Ao aprovar leis orçamentárias precárias, basicamente transcrições majoradas de exercícios anteriores, esquece o legislador que o orçamento deve promover isonomia entre os cidadãos e distribuir oportunidades para aquela parcela da população sem condições de satisfazer suas necessidades básicas com saúde e educação, por exemplo, e para a qual deve proporcionar alternativas para obtenção de renda e dignidade. Um orçamento-programa bem elaborado e que extrapola a lógica contábil estimula o fim da cultura do improviso e da reatividade, que pode estar arraigada no seio de quem deveria prever e prover as necessidades de cidadania.

Para atingir essas finalidades, é preciso efetuar um diagnóstico dos problemas públicos que devem ser enfrentados, graduados por importância – os fatos midiáticos constituem a exceção do cotidiano de qualquer município, que se encontra repleto de necessidades não satisfeitas. Esse processo é temporal e demanda monitoramento e atualização constantes, inclusive para adequação crítica de prioridades e urgências, que podem exigir esforços concentrados. Através da análise criteriosa das informações, é possível encontrar subsídios e diretrizes que concorram para a correção gradativa dos problemas apontados, alguns, inclusive, podendo ser retificados prontamente, sem necessidade de prévia autorização legislativa.

A ouvidoria no município, articulada com o setor responsável pelo planejamento orçamentário, pode colaborar com o processo ao considerar sugestões e reclamações recebidas dos munícipes como informações para aquele diagnóstico.

A implementação de políticas públicas ineficazes, negligentes, alienadas das necessidades de sua população e descompromissadas com a salvaguarda dos direitos fundamentais do cidadão, configura uma das formas de violência estrutural que repercute tacitamente na potencialização de outras modalidades de violências. A propósito, leis orçamentárias devem encerrar ações para coibir a mais perversa dessas manifestações institucionais, a corrupção, que agrava sobremaneira as desigualdades sociais. De fato, os elos mais vulneráveis da sociedade acabam sofrendo as consequências da violência estrutural com mais intensidade.

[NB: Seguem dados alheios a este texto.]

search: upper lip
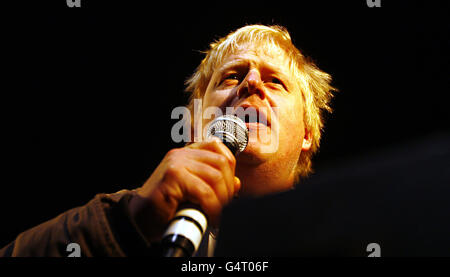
[235,103,271,126]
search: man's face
[202,43,311,195]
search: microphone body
[162,115,248,257]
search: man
[0,25,333,256]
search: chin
[236,142,276,165]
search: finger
[234,176,242,197]
[176,166,222,220]
[188,149,235,197]
[187,137,236,169]
[185,160,233,205]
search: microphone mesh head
[206,114,248,155]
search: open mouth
[237,107,270,128]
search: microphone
[162,115,248,257]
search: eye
[220,73,239,84]
[270,77,287,90]
[224,73,239,80]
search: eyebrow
[218,58,294,88]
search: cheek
[280,98,305,142]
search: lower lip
[245,122,267,129]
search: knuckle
[217,155,228,165]
[165,163,179,178]
[211,170,223,184]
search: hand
[130,138,241,241]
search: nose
[237,69,266,99]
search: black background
[0,0,450,249]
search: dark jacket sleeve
[0,190,157,257]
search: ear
[302,128,312,151]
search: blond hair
[185,25,336,182]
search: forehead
[216,45,291,75]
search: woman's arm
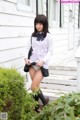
[24,38,31,64]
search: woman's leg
[31,69,49,105]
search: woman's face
[36,23,43,32]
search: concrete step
[49,66,77,76]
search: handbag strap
[31,35,32,46]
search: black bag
[24,36,33,72]
[41,67,49,77]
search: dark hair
[32,14,49,37]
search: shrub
[31,93,80,120]
[0,68,36,120]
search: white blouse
[25,33,53,68]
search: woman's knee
[31,84,38,91]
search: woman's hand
[24,58,30,65]
[36,60,44,67]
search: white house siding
[50,3,80,67]
[0,0,35,74]
[0,0,80,75]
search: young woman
[24,14,53,112]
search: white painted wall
[0,0,35,74]
[0,0,80,73]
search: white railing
[75,46,80,91]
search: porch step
[49,66,77,76]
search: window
[17,0,36,12]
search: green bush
[0,68,36,120]
[31,93,80,120]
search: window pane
[53,0,58,21]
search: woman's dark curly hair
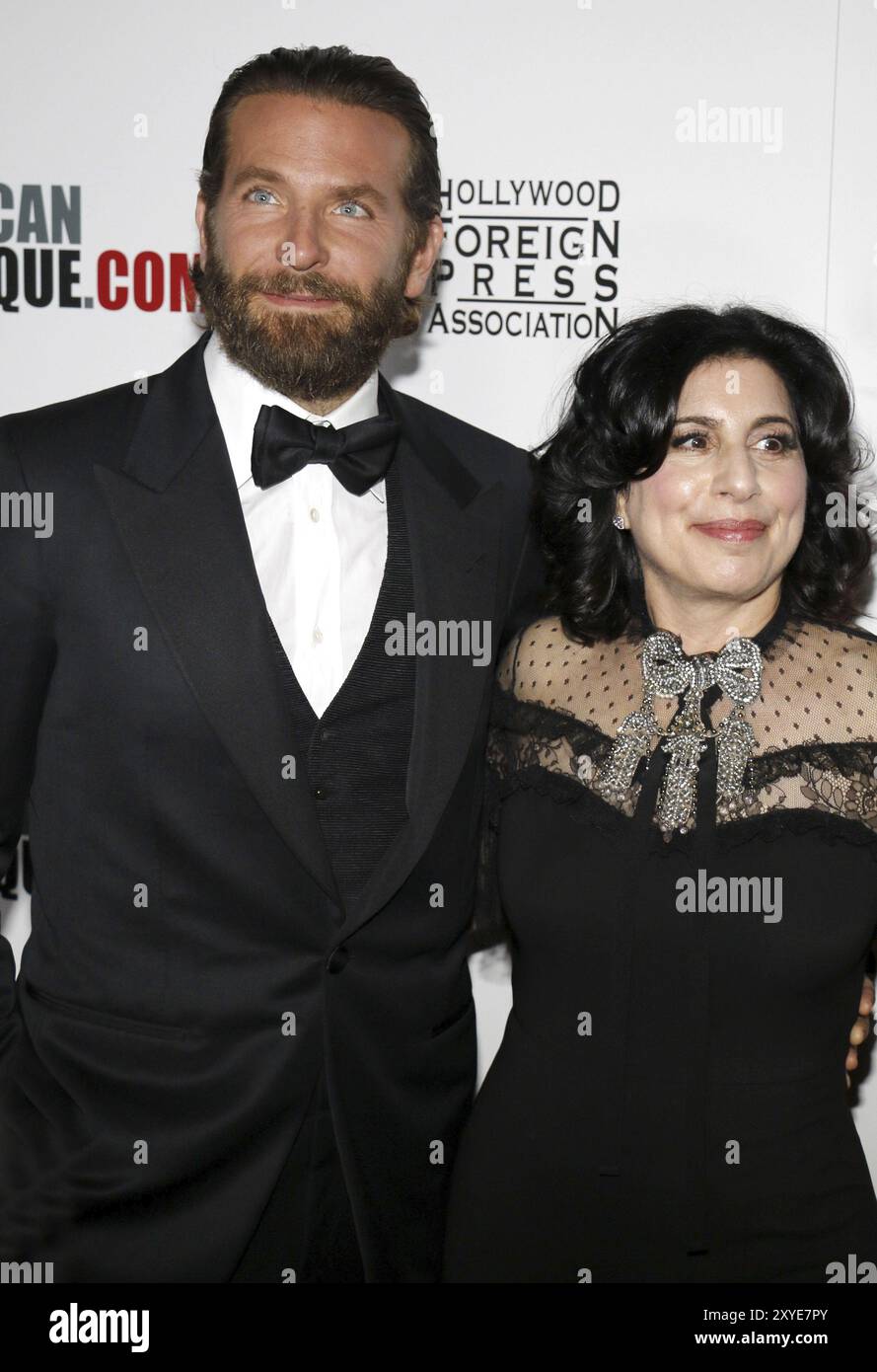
[533,305,873,641]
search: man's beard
[191,229,411,402]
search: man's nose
[277,211,327,271]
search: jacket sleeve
[0,425,55,1036]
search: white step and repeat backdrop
[0,0,877,1180]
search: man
[0,48,871,1281]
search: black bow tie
[251,405,399,495]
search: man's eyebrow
[230,163,284,191]
[230,165,389,208]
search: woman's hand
[846,977,874,1085]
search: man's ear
[194,191,207,265]
[405,214,444,299]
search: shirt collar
[203,330,380,490]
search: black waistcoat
[262,462,415,910]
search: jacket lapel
[341,376,501,937]
[95,334,338,901]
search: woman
[445,307,877,1281]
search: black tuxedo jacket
[0,335,540,1281]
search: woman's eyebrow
[674,415,795,428]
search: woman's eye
[672,433,708,453]
[758,433,797,453]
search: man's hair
[198,46,441,251]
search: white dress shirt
[204,332,387,717]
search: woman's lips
[692,518,767,543]
[261,291,337,310]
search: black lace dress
[444,598,877,1283]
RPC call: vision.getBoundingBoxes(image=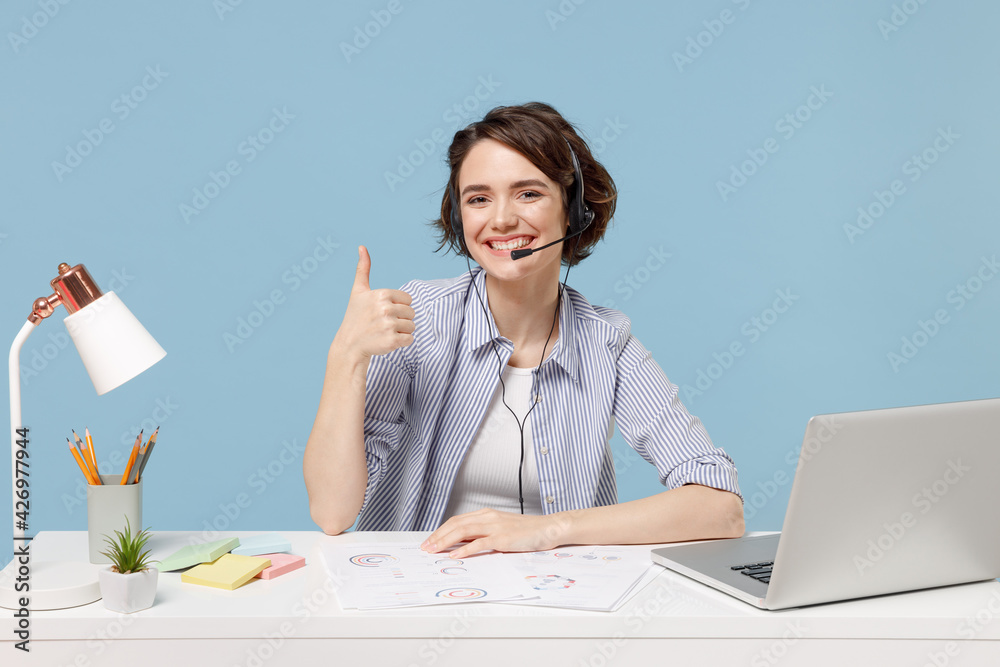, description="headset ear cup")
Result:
[448,186,465,254]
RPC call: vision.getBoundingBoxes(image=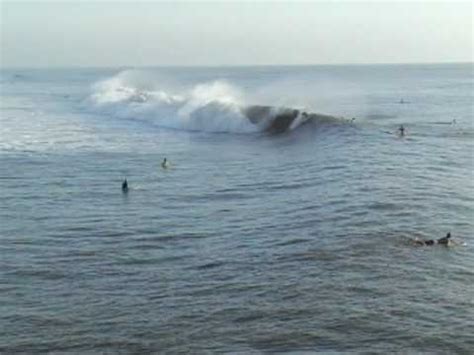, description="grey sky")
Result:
[0,0,473,67]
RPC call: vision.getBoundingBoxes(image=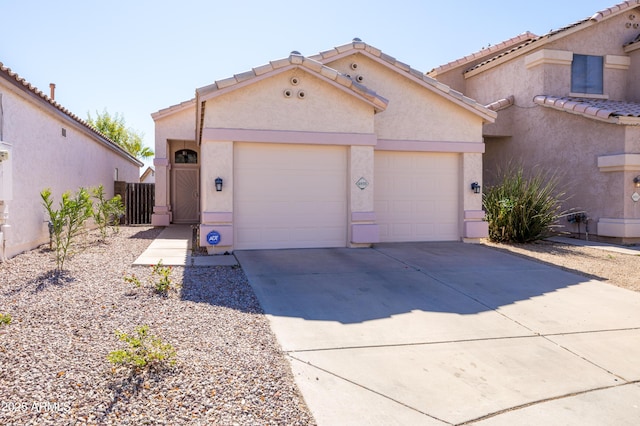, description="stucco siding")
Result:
[204,69,374,133]
[0,80,139,257]
[328,55,482,142]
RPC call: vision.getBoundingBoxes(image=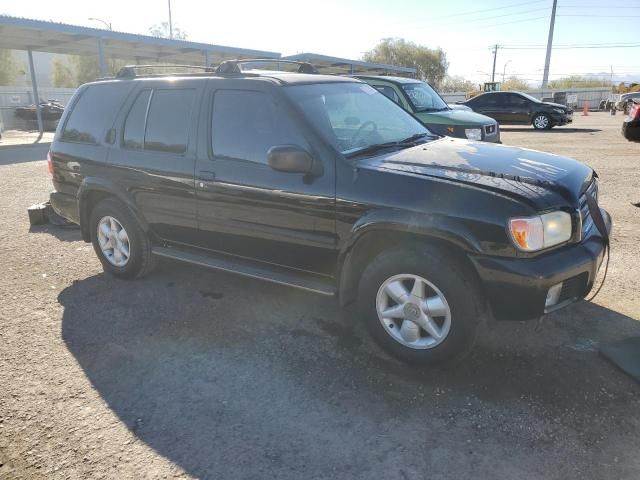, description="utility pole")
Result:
[168,0,172,38]
[542,0,558,90]
[502,60,511,83]
[609,65,613,85]
[491,43,499,83]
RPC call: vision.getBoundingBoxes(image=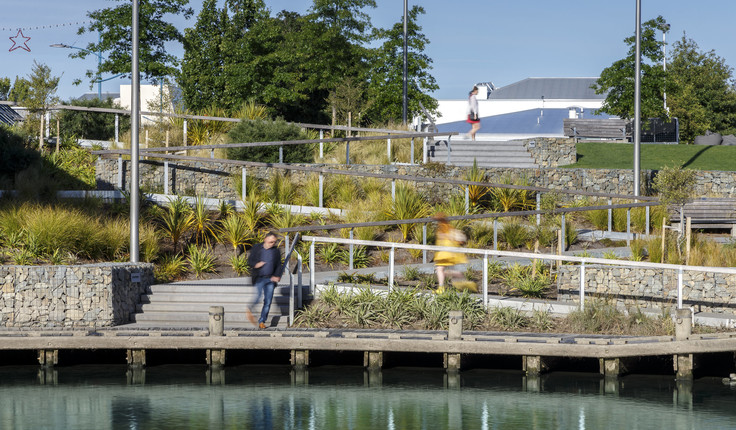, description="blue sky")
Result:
[0,0,736,100]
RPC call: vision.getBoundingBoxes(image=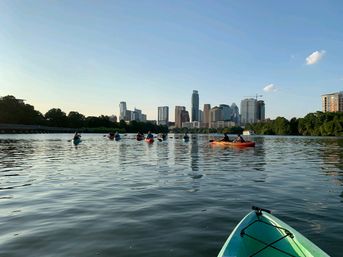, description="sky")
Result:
[0,0,343,121]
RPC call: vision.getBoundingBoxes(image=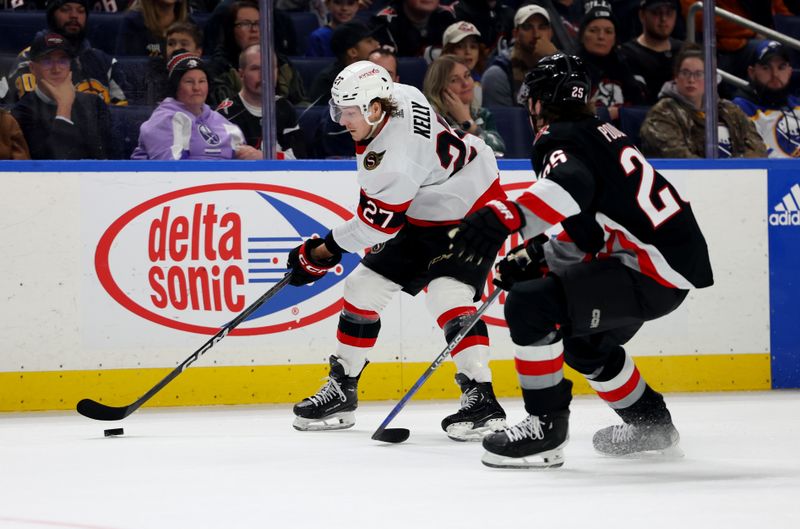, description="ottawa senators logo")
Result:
[364,151,386,171]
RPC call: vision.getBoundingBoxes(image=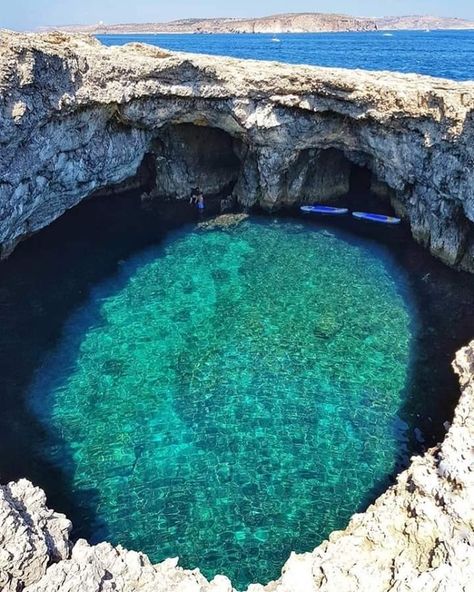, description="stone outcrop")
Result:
[0,479,71,592]
[0,27,474,271]
[0,341,474,592]
[46,12,474,35]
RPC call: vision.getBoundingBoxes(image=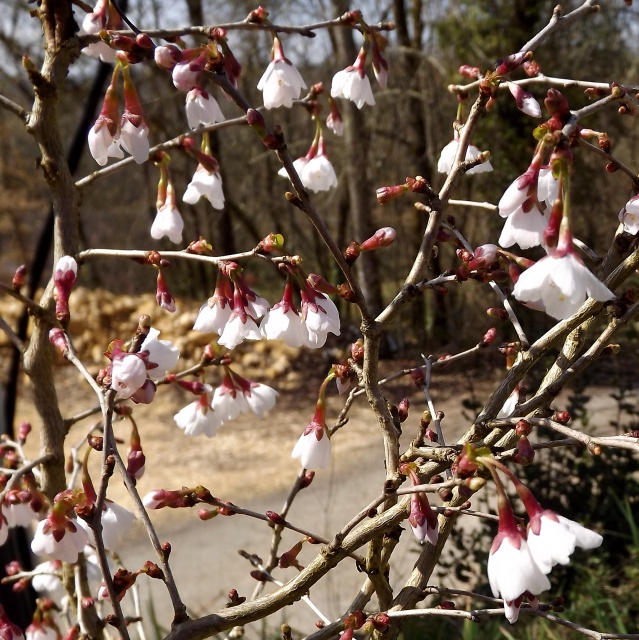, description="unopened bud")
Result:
[359,227,397,251]
[375,184,408,204]
[601,344,621,356]
[87,434,104,451]
[397,398,410,422]
[344,241,360,265]
[464,476,486,493]
[49,328,69,356]
[521,60,541,78]
[486,307,508,321]
[266,511,286,525]
[459,64,481,80]
[351,339,364,362]
[437,489,453,502]
[479,327,497,347]
[300,471,315,489]
[306,273,337,295]
[410,367,426,389]
[336,283,357,302]
[11,264,28,291]
[197,509,219,521]
[18,422,31,444]
[257,233,284,253]
[515,420,532,436]
[251,569,271,582]
[513,436,535,467]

Orçamentos visionários, aqueles que atendem ao requisito da sustentabilidade, com previsão de políticas públicas e de governo que conduzam as comunidades para uma maior justiça e paz sociais, menor índice de diferenças econômicas e com garantias de que gerações futuras possam usufruir dos recursos ambientais recebidos (e gerados) por elas, estão credenciados a fomentar e sedimentar o novo paradigma de construção da dignidade da pessoa humana, que reconhece em cada cidadão a plenitude do significado que a palavra encerra.